‘Bonjour, tout le monde’
As if the benefits of learning a foreign language aren’t fruitful enough in making you a more worldly person, research has shown that it can help beef up your brain – the cerebral cortex to be exact, which controls nearly all of your brain power: reasoning, visual processing, planning, and memory. Learning a new language can also enlarge your hippocampus, the part of the brain that also helps with long term memory forming.
Pam Eastham, the French group’s leader, tells me that the group started in October 2003 and has always met on a weekly basis, which although a bit of a commitment all members at times have weeks off because of family events and holidays. Pam is also involved with the Twinning Association and members of the group have on two occasions entertained the French visitors.
Pam sets an excellent example as to how to share the fun of organising a meeting – she says that although she is the named leader the group has developed in a way that means they all get the chance to lead the group. Pam says the group has gelled well and that everyone contributes every session and no-one seems to dominate the group. She likes the fact that the group has several long-term members, but an occasional new member adds a new perspective.
Each week the group meets in a different member’s house and it is up to that person to provide coffee and biscuits and decide and arrange the agenda for that morning.
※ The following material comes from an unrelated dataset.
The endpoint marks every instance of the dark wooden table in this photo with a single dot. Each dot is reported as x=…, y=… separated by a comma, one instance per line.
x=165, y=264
In this way a wide variety of content is provided.
The sessions in the past have included: reading and translating a news article, practice with numbers and dates in French, listening to a recording of a song in French and translating it, and perhaps even singing it (they’re good too – I’ve heard them), reading and translating a French poem and playing (in French) games such as “20 Questions”. They have endeavoured to improve members’ French accents by practice and listening to recordings, done some role-play where one member assumes the role of, for example, a doctor or travel agent and deals with enquiries from the other members, and from time to time a little grammar. On a couple of occasions members have composed and read their own continuation of an unfinished story told at the previous session – this apparently was very inventive. Usually at the beginning of the sessions members are invited to describe in French their personal news (“nouvelles”) since the previous session, which often leads to discussions. No homework is set, but some members spend time preparing their “nouvelles”. The individual’s interests also create variety in the topics that are discussed and translated.
For a more personal taste of one of their meetings visit the Contents/French Group section posted on the website; it sounds great fun but unfortunately this group is full.
In our U3A we have just the one foreign language group although there have been requests for German for beginners and Spanish, intermediate & advanced but we do need group leaders for these and the way the French group is run is a good example to follow.